UV-mediated regulation of antimicrobial peptides

紫外线介导的抗菌肽调节

• 批准号: 153090838
• 负责人: Professor Dr. Thomas Schwarz
• 金额: --
• 依托单位: Klinik für Dermatologie, Venerologie und Allergologie
• 依托单位国家: 德国
• 项目类别: Research Grants
• 财政年份: 2010
• 资助国家: 德国
• 起止时间: 2009-12-31 至 2015-12-31
• 项目状态: 已结题
• 来源: https://gepris.dfg.de/gepris/projekt/153090838?language=en
• 关键词: UV; mediated; regulation; antimicrobial; peptides

This project is based on the hypothesis that the well known suppression of T-cell-mediated immune reactions by ultraviolet radiation (UVR) is as beneficial as the induction of antimicrobial peptides (AMP), since this could inhibit allergic and autoimmune reactions in the skin. Hence, we postulated that AMP in addition to their antimicrobial activity contribute also to the suppression of the adaptive immune response. Utilizing the model of allergic contact hypersensitivity we showed that the murine AMP ß-defensin-14 (mBD-14) induces antigen-specific regulatory T cells (Treg). In contrast to UVR which primarily affects antigen-presenting cells, mBD-14 targets directly T cells. Thus, the renewal grant shall clarify by which mechanisms mBD-14 induces Treg, to what extent mBD-14-induced Treg differ from UVR-induced Treg, whether mBD-14 exerts its immunosuppressive features also in other immunologic models (allergic autoimmune encephalitis) and whether human AMP can induce Treg as well.

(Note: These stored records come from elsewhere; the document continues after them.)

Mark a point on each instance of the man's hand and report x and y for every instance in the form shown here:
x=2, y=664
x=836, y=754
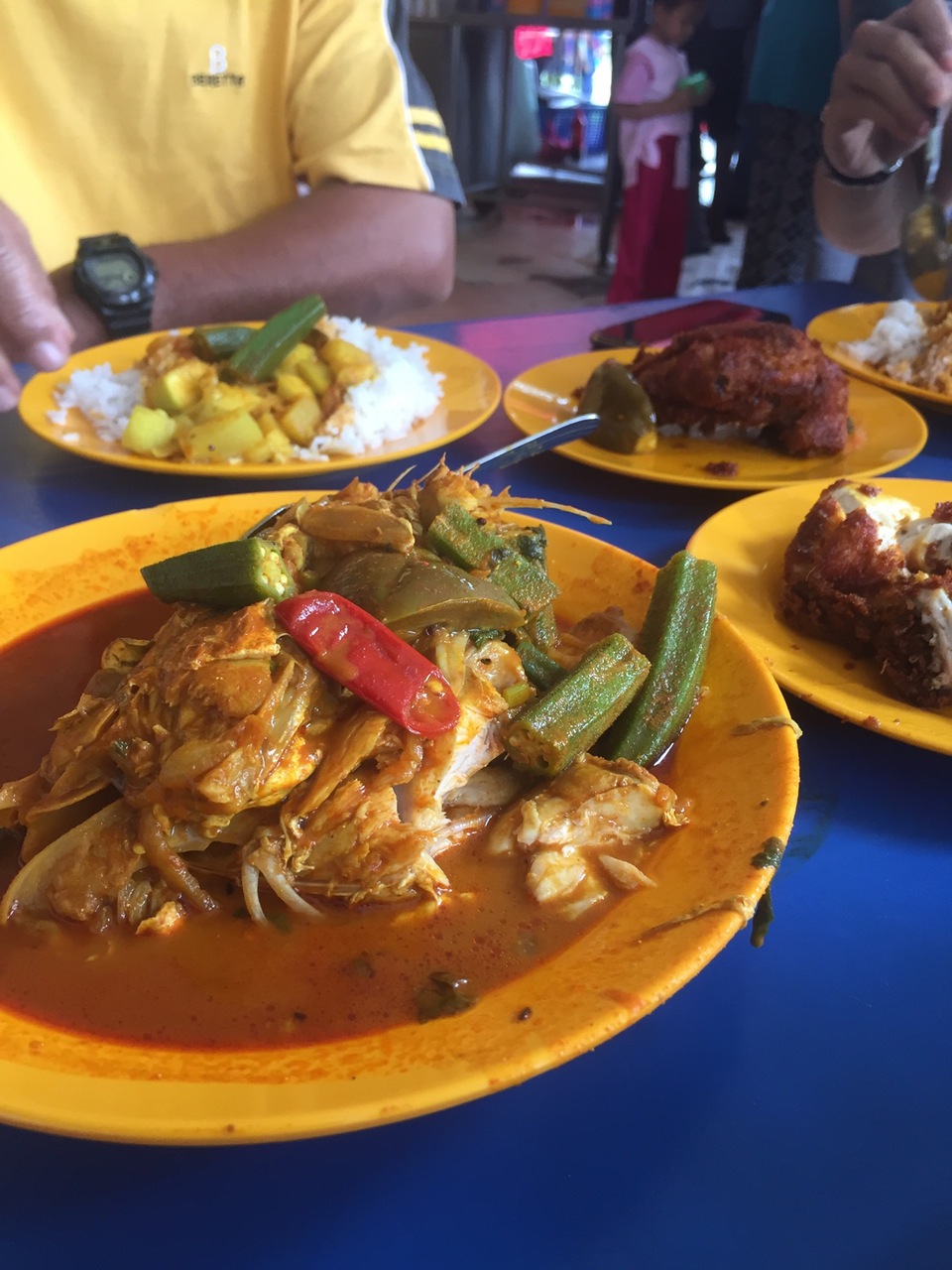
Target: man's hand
x=889, y=86
x=33, y=326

该项目基于一个假设，即众所周知的紫外线辐射（UVR）对t细胞介导的免疫反应的抑制与抗菌肽（AMP）的诱导一样有益，因为这可以抑制皮肤中的过敏和自身免疫反应。因此，我们假设AMP除了具有抗菌活性外，还有助于抑制适应性免疫反应。利用变态反应性接触超敏反应模型，我们发现小鼠AMP ß-防御素-14 （mBD-14）诱导抗原特异性调节性T细胞（Treg）。与UVR主要影响抗原呈递细胞不同，mBD-14直接靶向T细胞。因此，续期资助应明确mBD-14诱导Treg的机制，mBD-14诱导的Treg与uvr诱导的Treg有何不同，mBD-14是否也在其他免疫模型（过敏性自身免疫性脑炎）中发挥其免疫抑制功能，以及人AMP是否也可以诱导Treg。